Risk factors of hypertension (81 percent), hyperlipidaemia (60 percent) and diabetes mellitus (DM; 40 percent) were common at baseline. In terms of PAD history, most patients (95 percent) had claudication and the median ankle-brachial index was 0.56. Revascularization was indicated as a result of claudication and critical limb ischaemia in 77 percent and 23 percent of the patients, respectively.
At a median follow-up of 28 months, the risk of the primary composite outcome (acute limb ischaemia, major amputation for vascular causes, myocardial infarction, ischaemic stroke or CV death) was significantly reduced with rivaroxaban-aspirin vs placebo-aspirin (17.3 percent vs 19.9 percent; hazard ratio [HR], 0.85; 95 percent confidence interval [CI], 0.76 to 0.96; p=0.009).
Rivaroxaban-aspirin also significantly reduced the risks of five of the seven secondary efficacy outcomes, including unplanned index limb revascularization (20.0 percent vs 22.5 percent; HR, 0.88; 95 CI, 0.79 to 0.99; p=0.028), compared with placebo-aspirin. No significant reduction was shown in the secondary outcomes of all-cause mortality and venous thromboembolism.

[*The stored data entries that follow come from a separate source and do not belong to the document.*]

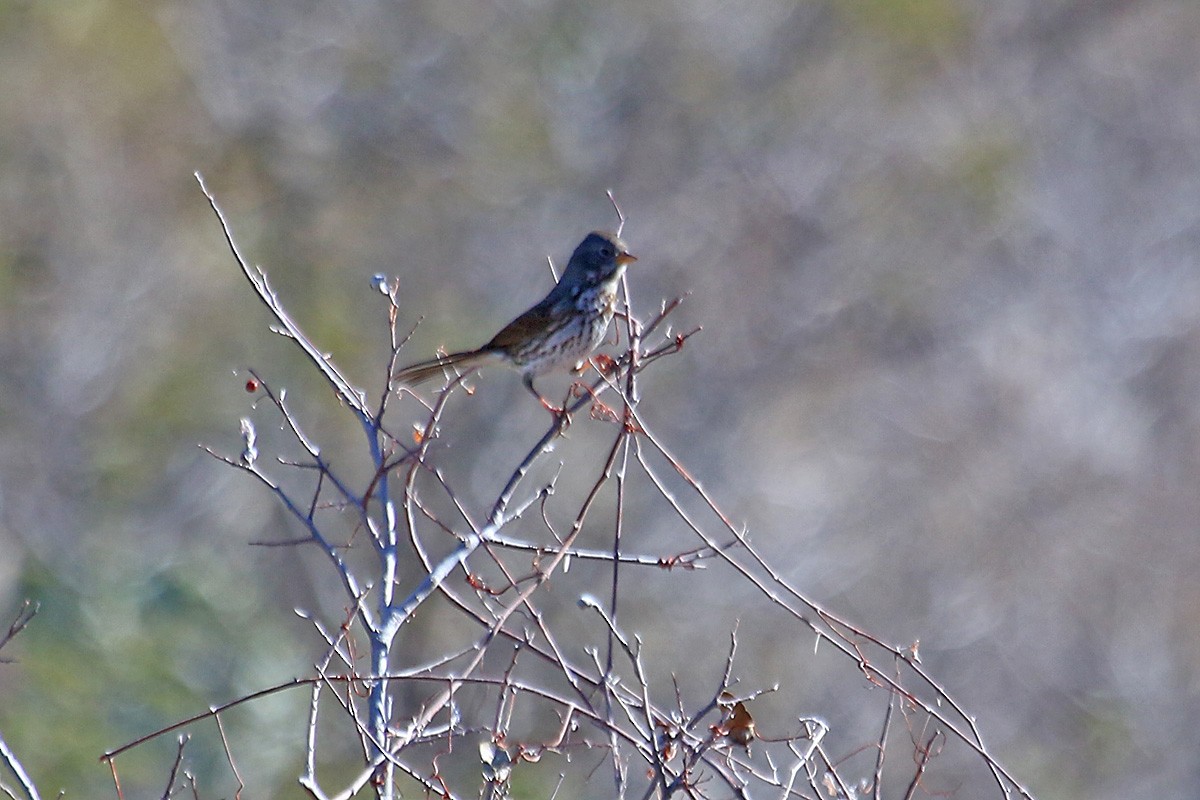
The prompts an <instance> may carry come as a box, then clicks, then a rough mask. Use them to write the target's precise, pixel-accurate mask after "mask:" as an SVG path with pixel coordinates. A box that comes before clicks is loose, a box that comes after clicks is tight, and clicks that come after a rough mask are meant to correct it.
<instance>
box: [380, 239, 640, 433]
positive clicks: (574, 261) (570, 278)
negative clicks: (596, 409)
mask: <svg viewBox="0 0 1200 800" xmlns="http://www.w3.org/2000/svg"><path fill="white" fill-rule="evenodd" d="M636 260H637V259H636V258H635V257H634V255H630V254H629V249H628V248H626V247H625V242H623V241H622V240H620V239H618V237H617V235H616V234H611V233H604V231H593V233H590V234H588V235H587V237H586V239H584V240H583V241H582V242H580V246H578V247H576V248H575V252H574V253H572V254H571V260H570V261H568V263H566V270H564V271H563V277H562V278H560V279H559V282H558V284H557V285H556V287H554V288H553V289H551V290H550V294H548V295H546V296H545V297H544V299H542V301H541V302H539V303H538V305H536V306H534V307H533V308H530V309H529V311H527V312H526V313H523V314H521V315H520V317H517V318H516V319H514V320H512V321H511V323H509V324H508V325H505V326H504V327H503V329H502V330H500V332H499V333H497V335H496V336H493V337H492V341H491V342H488V343H487V344H485V345H484V347H481V348H478V349H475V350H463V351H462V353H451V354H449V355H444V356H440V357H437V359H430V360H428V361H421V362H419V363H414V365H412V366H409V367H404V368H403V369H401V371H400V372H397V373H396V381H397V383H400V384H407V385H414V384H419V383H421V381H424V380H430V379H431V378H436V377H438V375H444V374H446V372H448V371H449V369H451V368H452V369H454V371H457V372H468V371H470V369H475V368H478V367H484V366H487V365H490V363H497V365H508V366H510V367H515V368H517V369H520V371H521V373H522V381H523V383H524V385H526V387H528V389H529V391H530V392H533V393H534V397H536V398H538V399H539V401H540V402H541V404H542V405H544V407H545V408H547V409H548V410H551V411H554V413H557V411H559V409H557V408H554V407H553V405H552V404H551V403H550V402H548V401H546V398H545V397H542V396H541V393H540V392H539V391H538V390H536V389H535V387H534V385H533V380H534V378H536V377H538V375H541V374H545V373H547V372H552V371H554V369H559V368H563V367H576V366H578V365H580V363H581V362H582V361H583V360H584V359H587V357H588V355H590V354H592V351H593V350H594V349H596V347H599V344H600V342H602V341H604V335H605V332H606V331H607V330H608V321H610V320H611V319H612V312H613V306H614V305H616V301H617V283H618V282H619V281H620V276H622V275H624V272H625V267H626V266H628V265H629V264H630V263H632V261H636Z"/></svg>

Consistent benefit of rivaroxaban plus aspirin for the primary outcome was demonstrated in patients aged <75 years (HR, 0.86; 95 percent CI, 0.75 to 0.98), male (HR, 0.82; 95 percent CI, 0.71 to 0.94), and those with a history of coronary artery disease (HR, 0.78; 95 percent CI, 0.64 to 0.95) as compared with aspirin alone.
The incidence of thrombolysis in myocardial infarction (TIMI) major bleeding was similar between the rivaroxaban-aspirin and placebo-aspirin groups (2.7 percent vs 1.9 percent; HR, 1.43; 95 percent CI, 0.97 to 2.10; p=0.07). Likewise, there was no significant between-group difference in the incidence of intracranial bleeding (0.6 percent vs 0.9 percent; HR, 0.78; 95 percent CI, 0.38 to 1.61; p=0.50) and fatal bleeding (0.2 percent vs 0.2 percent). International Society on Thrombosis and Haemostasis (ISTH) major bleeding, on the other hand, occurred at a significantly higher rate with rivaroxaban-aspirin vs placebo-aspirin (5.9 percent vs 4.1 percent; HR, 1.42; 95 percent CI, 1.10 to 1.84; p=0.007).